Почтальона на астероиде сон уносил в неизвестность. Двигательная установка, смонтированная на каменной глыбе, работала бесперебойно, и останавливаться не желала. «Как будем тормозить, — думал он, — ногами, что ли? Зачем на Землю доставлять столько камня, когда и своего девать некуда?! Неужели всё пропили?» С этими мыслями Почтальон мчался навстречу родной планете. «К Японии! — промелькнуло в голове. — А на хрена нам Япония? Сворачивай… Каменюка грёбанная!» Не успев, как следует, налюбоваться красотами дальнего космоса, Почтальон вошёл в плотные слои атмосферы, разогревшись от трения докрасна и, стал похож на огненного элементаля.
— Следующая остановка Трансильвания! — донёсся, откуда-то изнутри, скрипучий голос кондуктора. — При выходе предъявим билетики для проверки.
Мимо проносились подержанные японские иномарки, а на голове росли заячьи уши. Вошёл кондуктор-контролёр, сильно смахивающий на графа Дракулу: в средневековой одежде, с орденской лентой на груди и денежной сумкой — там же.
— Влад Цепеш, — представился незнакомец. — Добро пожаловать в Валахию.
Остальную половину ночи Почтальон доедал сапог Кащея, давясь шнурком и определяя количество килокалорий, попутно скрываясь от зомби, вампиров и вулдараков, с упырями, заодно, которых развелось в этой местности, как собак нерезаных. Краем уха ему довелось услышать, что они хотят сделать из него шашлык, или стейки с кровью, да ещё остатки отправить по почте — приграничным соседям. По-соседски, так сказать. «Хорошо ещё, что свалившийся астероид поднял тучи пыли, благодаря чему, меня ещё несколько лет не нейдут!» — подумал Почтальон и проснулся.

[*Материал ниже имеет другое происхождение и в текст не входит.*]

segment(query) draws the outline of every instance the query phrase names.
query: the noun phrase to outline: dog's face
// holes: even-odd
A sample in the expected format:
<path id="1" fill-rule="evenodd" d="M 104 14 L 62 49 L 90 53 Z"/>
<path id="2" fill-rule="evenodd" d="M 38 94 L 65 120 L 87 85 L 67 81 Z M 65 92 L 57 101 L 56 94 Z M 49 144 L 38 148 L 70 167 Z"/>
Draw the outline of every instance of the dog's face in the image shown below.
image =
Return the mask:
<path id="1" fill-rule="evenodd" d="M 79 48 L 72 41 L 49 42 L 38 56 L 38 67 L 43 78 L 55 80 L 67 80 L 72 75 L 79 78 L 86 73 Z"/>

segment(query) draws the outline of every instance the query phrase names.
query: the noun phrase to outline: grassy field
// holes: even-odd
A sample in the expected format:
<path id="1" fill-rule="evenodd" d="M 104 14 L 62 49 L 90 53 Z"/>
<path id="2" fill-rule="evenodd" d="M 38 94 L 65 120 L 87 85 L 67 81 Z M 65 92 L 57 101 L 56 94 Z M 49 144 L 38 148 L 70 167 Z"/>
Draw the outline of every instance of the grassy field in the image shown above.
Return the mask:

Треть ночи, Пифагор во сне плёл лапти и валял валенки, вторую треть — пропивал Эверест, а оставшееся время встречал астероид. Лапти лежали в углу, большие и уродливые. В них не то, что Кащеевская нога — вся команда пролетит, без задёва. Да что там команда — на лыко пошло восемьдесят миллионов деревьев, которые сейчас стояли голые. Валенки размерами не уступали лаптям и валялись рядом, а несметное количество лысых животных сновало по этому лесу. Над всей этой умиротворённой картиной высился Эверест, своей монументальностью поражая воображение, рядом с которым песчинкой кажутся не только люди, но и пирамиды Гизы. Подпирая небо и уходя своим пиком в стратосферу, он похоронил столько альпинистов, которые лезли, куда не надо, что теперь его предстояло пропить. Итак, Джомолунгма была обречена. Осталось одно — разобраться с астероидом, на котором Почтальон махал руками, разогретый докрасна, как вольфрамовая нить в лампе накаливания. «Помощник из него никудышный!» — подумалось Пифагору и его подозрения полностью оправдались: при любой попытке опрокинуть стакан, жидкость испарялась ещё до того, как проглатывалась, так сказать, на подступах. «Пока не охладится, полгоры в пар изведёт!» С этими думами, он вылил на него ведро воды, которое испарилось, вместе с Почтальоном. Прибор работал, гора таяла, а рядом росли огромные наручные часы, успешно воспроизведённые синтезатором, вместо водки.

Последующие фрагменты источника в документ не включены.